XLI. La bonne foi du maître vous est connue ; connaissez à présent l’équité du disciple. J’ai déjà dit qu’on leur a demandé à plusieurs reprises deux esclaves pour qu’ils fussent interrogés. Titus, vous les avez constamment refusés. Ne deviez-vous aucun égard à ceux qui demandaient ? Étiez-vous sans pitié pour celui au nom duquel ils réclamaient ? Ou enfin la chose vous semblait-elle être injuste ? J’ai nommé ceux qui faisaient cette demande ; ce sont les citoyens les plus distingués par leur naissance et leur probité : il n’est personne qui ne s’empressât de souscrire à tout ce que pourraient proposer des hommes aussi respectables. Ils requéraient au nom d’un infortuné, d’un fils prêt à se dévouer lui-même aux tourments, pourvu qu’on informât sur le meurtre de son père. Enfin, la proposition était d’une telle nature que vous ne pouviez la rejeter, sans vous avouer coupables.

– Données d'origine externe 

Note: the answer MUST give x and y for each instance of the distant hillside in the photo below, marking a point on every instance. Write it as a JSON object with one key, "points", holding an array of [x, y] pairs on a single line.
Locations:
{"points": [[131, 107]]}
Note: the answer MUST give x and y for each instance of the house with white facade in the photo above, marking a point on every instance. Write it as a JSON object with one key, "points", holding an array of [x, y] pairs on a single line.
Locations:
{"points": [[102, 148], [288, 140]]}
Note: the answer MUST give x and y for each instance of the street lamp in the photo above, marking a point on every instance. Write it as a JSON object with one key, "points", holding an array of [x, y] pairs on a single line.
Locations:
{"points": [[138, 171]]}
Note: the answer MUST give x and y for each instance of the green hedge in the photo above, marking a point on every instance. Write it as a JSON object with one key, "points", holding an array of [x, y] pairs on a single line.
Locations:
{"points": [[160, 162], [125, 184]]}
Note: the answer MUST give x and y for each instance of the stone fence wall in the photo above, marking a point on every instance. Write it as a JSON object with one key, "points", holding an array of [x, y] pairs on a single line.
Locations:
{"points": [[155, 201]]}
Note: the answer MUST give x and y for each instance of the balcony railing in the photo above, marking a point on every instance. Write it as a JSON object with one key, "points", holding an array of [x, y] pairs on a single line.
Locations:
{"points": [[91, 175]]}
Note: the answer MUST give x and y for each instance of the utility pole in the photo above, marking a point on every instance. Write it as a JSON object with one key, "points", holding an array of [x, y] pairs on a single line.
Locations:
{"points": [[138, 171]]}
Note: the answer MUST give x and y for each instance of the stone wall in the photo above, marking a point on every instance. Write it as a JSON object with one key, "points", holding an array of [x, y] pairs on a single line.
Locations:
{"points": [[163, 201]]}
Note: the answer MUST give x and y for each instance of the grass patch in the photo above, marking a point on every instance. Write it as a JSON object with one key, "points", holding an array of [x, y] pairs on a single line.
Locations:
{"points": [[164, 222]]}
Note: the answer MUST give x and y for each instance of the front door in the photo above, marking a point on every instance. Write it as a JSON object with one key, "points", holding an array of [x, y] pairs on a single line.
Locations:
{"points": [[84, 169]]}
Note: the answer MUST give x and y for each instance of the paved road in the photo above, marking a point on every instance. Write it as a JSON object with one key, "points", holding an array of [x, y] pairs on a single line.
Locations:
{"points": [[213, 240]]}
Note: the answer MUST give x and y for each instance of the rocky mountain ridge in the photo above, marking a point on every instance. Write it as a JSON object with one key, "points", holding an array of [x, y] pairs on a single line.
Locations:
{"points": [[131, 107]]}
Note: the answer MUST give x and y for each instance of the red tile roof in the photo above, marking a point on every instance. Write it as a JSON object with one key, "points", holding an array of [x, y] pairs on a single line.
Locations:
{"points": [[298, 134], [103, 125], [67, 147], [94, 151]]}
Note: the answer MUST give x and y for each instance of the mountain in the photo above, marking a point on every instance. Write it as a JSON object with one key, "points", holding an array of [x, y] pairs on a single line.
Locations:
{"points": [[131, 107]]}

Dites-nous donc quel a pu être le motif de ce refus. Ces esclaves étaient avec Roscius lorsqu’il a été frappé. Je ne prétends ni les accuser ni les justifier ; mais cette résistance de votre part est suspecte. Les égards que vous avez pour eux prouvent qu’ils sont maîtres d’un secret dont la révélation vous serait funeste. La loi, dites-vous, ne permet pas qu’on interroge des esclaves à la charge de leur maître. Est-ce donc là ce qu’on propose ? L’accusé est Sextus, et d’un autre côté, vous ne dites pas que ces esclaves soient à vous. Mais ils sont au pouvoir de Chrysogonus : sans doute Chrysogonus, charmé de leur esprit et de leur urbanité, a voulu que ces hommes de peine, façonnés aux plus rudes travaux dans une ferme d’Amérie, vinssent compléter le nombre de ces jeunes artistes de toute espèce, choisis dans les troupes d’esclaves les mieux composées.

Non, citoyens, non, il n’est pas vraisemblable que leurs talents et leur urbanité les aient rendus chers à Chrysogonus, ou qu’il ait voulu récompenser l’exactitude et la fidélité de leurs services. On cache quelque mystère ; mais plus on fait d’efforts pour le soustraire à nos regards, plus le secret échappe et se manifeste.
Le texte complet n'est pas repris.